Malgré les efforts louables du législateur qui ont abouti à la loi Sapin, le statut de lanceur d’alerte en France est encore très fragile. Ce qui conduit les candidats à la présidentielle, à l’instar de Jean-Luc Mélenchon et sa proposition radicale de naturalisation, à proposer un prolongement de cette loi. Ainsi, Benoit Hamon, par exemple, promet d’établir une prise en charge financière (une clause effacée du texte lors de la relecture par le Sénat en novembre dernier) et la création d’un statut protégé au niveau européen.

JulianAssange

Pourquoi faut-il les protéger ?

Si l’on regarde plus loin que l’impact direct de leur révélation, les lanceurs d’alerte, par leur récente multiplication, sont le symptôme d’une double évolution : l’émergence d’abord de la responsabilité de la société civile, qui veut aujourd’hui décider par elle-même ; ensuite, ils témoignent d’une profonde crise de la représentativité.
Quand un individu seul peut faire trembler une institution ou un Etat, et en fait le choix à l’instar d’Edward Snowden, il véhicule un message à la société : vous en tant qu’individus pouvez peser aussi lourds que les puissants. Le lanceur d’alerte est le symbole d’une récente prise de responsabilité de la société civile, qui du fait d’Internet peut penser et décider d’elle-même. Ce phénomène s’accompagne d’une défiance croissante à l’égard des gouvernements et des entreprises, que les lanceurs d’alertes accentuent en révélant leurs obscurs desseins (espionnage, chantage, manipulation, méthodes immorales). S’ensuit une forte aspiration à une démocratie plus transparente et « participative, voire directive ».

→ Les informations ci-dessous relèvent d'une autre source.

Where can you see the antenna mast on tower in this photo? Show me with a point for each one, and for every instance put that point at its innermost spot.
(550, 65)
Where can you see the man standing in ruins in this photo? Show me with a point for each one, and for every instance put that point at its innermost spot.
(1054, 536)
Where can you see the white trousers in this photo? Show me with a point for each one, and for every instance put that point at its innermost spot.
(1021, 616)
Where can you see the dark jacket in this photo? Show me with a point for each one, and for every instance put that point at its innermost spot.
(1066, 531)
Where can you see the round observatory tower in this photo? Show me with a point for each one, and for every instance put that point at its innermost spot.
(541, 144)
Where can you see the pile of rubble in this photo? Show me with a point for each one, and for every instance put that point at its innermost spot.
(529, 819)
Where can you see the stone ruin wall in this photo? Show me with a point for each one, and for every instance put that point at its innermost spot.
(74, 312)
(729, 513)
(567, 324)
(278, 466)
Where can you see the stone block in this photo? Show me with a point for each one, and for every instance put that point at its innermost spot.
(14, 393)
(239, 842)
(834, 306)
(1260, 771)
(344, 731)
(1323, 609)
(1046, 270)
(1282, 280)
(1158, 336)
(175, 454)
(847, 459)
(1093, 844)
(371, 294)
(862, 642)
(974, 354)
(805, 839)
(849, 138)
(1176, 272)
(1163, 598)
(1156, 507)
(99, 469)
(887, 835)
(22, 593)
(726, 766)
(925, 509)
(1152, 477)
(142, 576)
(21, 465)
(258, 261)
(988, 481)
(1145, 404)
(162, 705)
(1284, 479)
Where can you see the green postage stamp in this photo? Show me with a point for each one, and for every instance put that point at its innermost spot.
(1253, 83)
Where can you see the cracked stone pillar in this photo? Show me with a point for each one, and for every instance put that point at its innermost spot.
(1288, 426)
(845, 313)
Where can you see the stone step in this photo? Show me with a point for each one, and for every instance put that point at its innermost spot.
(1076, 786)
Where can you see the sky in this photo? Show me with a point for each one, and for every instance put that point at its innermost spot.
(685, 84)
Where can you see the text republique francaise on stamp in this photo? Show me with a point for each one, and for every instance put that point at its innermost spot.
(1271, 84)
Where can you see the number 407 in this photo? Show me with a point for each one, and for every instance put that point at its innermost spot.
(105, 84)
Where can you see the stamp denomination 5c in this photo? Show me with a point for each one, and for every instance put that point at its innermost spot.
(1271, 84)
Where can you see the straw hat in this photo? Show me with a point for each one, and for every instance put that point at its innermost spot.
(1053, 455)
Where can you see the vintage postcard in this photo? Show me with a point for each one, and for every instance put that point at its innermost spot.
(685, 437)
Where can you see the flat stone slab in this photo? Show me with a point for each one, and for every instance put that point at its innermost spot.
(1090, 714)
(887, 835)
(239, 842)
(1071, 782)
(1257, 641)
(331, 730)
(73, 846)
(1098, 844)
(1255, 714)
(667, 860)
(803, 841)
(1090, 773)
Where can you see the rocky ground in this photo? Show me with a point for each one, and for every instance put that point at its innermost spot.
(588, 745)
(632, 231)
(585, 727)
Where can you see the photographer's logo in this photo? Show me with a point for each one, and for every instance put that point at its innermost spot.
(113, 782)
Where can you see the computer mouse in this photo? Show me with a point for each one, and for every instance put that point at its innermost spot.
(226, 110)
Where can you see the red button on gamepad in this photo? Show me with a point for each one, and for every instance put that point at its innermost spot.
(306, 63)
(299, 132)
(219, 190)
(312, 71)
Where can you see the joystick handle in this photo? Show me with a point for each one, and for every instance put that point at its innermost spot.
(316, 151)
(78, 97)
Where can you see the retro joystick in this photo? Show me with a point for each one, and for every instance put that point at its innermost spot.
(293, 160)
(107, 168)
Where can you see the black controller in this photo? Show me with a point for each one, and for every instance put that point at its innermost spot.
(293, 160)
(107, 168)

« La société civile doit se responsabiliser, professionnaliser son action et être de plus en plus exemplaire dans les modalités de sa protestation pour gagner en crédibilité »

Les lanceurs d’alerte sont à protéger car ils sont l’expression de cette volonté nouvelle, et du souci de la population pour sa liberté et sa vie privée ; ainsi, un sondage réalisé en février pour le compte d’Amnesty International montre qu’en Espagne, au Brésil ou en Suède, les deux-tiers des citoyens s’opposent à l’interception des données de navigation Internet et téléphoniques. Pour l’anecdote, ils ne sont que 44% en France, reconnaissant, comme l’ancien ministre Hubert Védrine, la nécessité du secret : « il existe un temps légitime du secret dans la politique, l’entreprise, l’hôpital, la société, partout », affirme-t-il.

Quel impact réel ?

Au-delà d’être le symbole d’un changement majeur de notre société, les lanceurs d’alerte les plus connus, comme Assange ou Snowden, ont-il réussi à faire changer les choses ? Malgré la large exposition des dispositifs de surveillance de la NSA, les réformes sont timides : le Sénat américain a certes passé une loi, le Freedom Act, qui encadre la surveillance (les services secrets doivent désormais faire une demande ciblée pour obtenir des informations et ne peuvent plus les stocker), mais sur le principe la surveillance continue, et personne n’a véritablement été reconnu coupable dans cette affaire. Pire, en France, au contraire, la surveillance s’est accrue. Dans un contexte de crise sécuritaire déclenché par les attentats de 2015, le gouvernement à promulgué une « loi relative au renseignement » qui renforce le cadre juridique de la surveillance de la population, en autorisant notamment la mise en place chez les FAI (fournisseurs d’accès internet) de « boîtes noires » permettant de surveiller directement les données de connexion. Alors certes, ce n’est plus la NSA qui nous surveille, mais seulement notre propre gouvernement : d’un Big Brother à l’autre.

Pour permettre aux choses d’évoluer positivement vers le respect de la vie privée, il faut donc protéger le statut des lanceurs d’alerte qui mettent en évidence les mécanismes liberticides de surveillance dans le cadre de la loi. Il important de respecter les étapes et le contexte prévu par cette loi pour œuvrer à un désamorçage de l’actuelle situation de méfiance généralisée que l’on constate pour entrer dans ce que Védrine appelle la « génération post-terreur ». Cela passe aussi par un apaisement de la relation avec les puissants : « la société civile doit se responsabiliser, professionnaliser son action et être de plus en plus exemplaire dans les modalités de sa protestation pour gagner en crédibilité »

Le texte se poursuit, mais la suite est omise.